Publié le 13/09/2004 à 12h19 (mis à jour le 08/10/2019 à 15h17)


"La Belle Paule" Henri Rachou - Capitole
Le conseil d’administration du CHU a décidé de donner au nouvel hôpital de la Mère le nom d’une femme du XVIème siècle qui avait, avec la mythique Clémence Isaure, passionné les toulousains de la Renaissance. Voici son histoire.

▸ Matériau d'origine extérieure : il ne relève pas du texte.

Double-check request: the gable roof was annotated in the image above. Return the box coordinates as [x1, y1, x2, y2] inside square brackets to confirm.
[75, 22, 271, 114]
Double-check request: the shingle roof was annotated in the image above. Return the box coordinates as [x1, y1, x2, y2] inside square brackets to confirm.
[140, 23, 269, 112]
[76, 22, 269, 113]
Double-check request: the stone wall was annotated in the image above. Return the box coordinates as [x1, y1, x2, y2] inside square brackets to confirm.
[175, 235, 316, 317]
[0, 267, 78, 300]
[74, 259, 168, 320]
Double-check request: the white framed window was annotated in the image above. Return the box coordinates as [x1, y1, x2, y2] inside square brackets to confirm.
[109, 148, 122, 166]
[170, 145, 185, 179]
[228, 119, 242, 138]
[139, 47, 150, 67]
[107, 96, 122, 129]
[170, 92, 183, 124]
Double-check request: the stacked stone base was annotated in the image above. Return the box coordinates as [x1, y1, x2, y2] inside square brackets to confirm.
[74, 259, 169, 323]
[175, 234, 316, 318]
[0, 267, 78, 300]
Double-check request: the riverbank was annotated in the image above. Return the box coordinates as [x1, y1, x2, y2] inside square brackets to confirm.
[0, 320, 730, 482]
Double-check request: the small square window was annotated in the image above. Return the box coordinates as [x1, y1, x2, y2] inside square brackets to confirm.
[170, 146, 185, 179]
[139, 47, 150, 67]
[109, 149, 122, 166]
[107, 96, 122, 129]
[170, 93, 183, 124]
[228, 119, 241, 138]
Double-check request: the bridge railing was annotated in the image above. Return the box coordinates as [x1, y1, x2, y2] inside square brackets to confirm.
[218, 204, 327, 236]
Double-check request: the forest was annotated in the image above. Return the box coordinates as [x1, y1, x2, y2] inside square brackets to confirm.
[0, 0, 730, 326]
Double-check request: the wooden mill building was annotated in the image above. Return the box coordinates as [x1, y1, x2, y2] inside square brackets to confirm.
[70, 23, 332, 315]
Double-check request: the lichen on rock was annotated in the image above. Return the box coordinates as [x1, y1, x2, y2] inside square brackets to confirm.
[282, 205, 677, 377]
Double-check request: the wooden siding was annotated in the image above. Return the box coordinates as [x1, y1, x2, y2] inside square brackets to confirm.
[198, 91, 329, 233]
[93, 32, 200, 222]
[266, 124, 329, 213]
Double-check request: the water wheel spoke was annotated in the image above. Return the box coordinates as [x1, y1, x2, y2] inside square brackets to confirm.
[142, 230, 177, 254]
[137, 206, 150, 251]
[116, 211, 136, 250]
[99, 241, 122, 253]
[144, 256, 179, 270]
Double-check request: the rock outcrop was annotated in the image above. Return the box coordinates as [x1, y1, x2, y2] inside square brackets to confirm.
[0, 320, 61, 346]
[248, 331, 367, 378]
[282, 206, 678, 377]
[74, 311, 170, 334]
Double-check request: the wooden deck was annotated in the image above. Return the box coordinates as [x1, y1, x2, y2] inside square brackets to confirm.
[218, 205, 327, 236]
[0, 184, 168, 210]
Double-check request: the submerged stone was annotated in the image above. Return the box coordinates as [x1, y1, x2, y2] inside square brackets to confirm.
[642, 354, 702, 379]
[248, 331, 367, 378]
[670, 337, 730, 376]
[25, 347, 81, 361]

« accompagnée de deux chaperons, laiderons à côté de tant de merveilles, arrive une jeune femme de vingt ans tout au plus, tenant des deux mains sa robe afin qu’elle ne traîne pas tout à fait par terre. Son regard noisette dans des yeux en amande fixe une ligne imaginaire pour, non par orgueil, ignorer le bas peuple, mais faire en sorte de ne pas ajouter au désordre public si elle venait à poser les yeux sur quelqu’un en particulier. Malgré sa robe ample, tout au moins après sa taille, on devine les formes de Vénus.
Elle marche, elle glisse, peut être légèrement hautaine, mais il faut qu’elle le soit. Des personnes se découvrent sur son passage comme elles le feraient pour une madone un jour de procession. Elle passe, elle est passée, elle s’éloigne, c’est fini... »
Telle est l’impression à Toulouse laissée par une femme, Paule de Viguier, « la Belle Paule », pour laquelle la postérité ne nous a malheureusement laissée aucun portrait, excepté celui du peintre Henri Rachou visible dans la Salle des Illustres de l’Hôtel-de-Ville.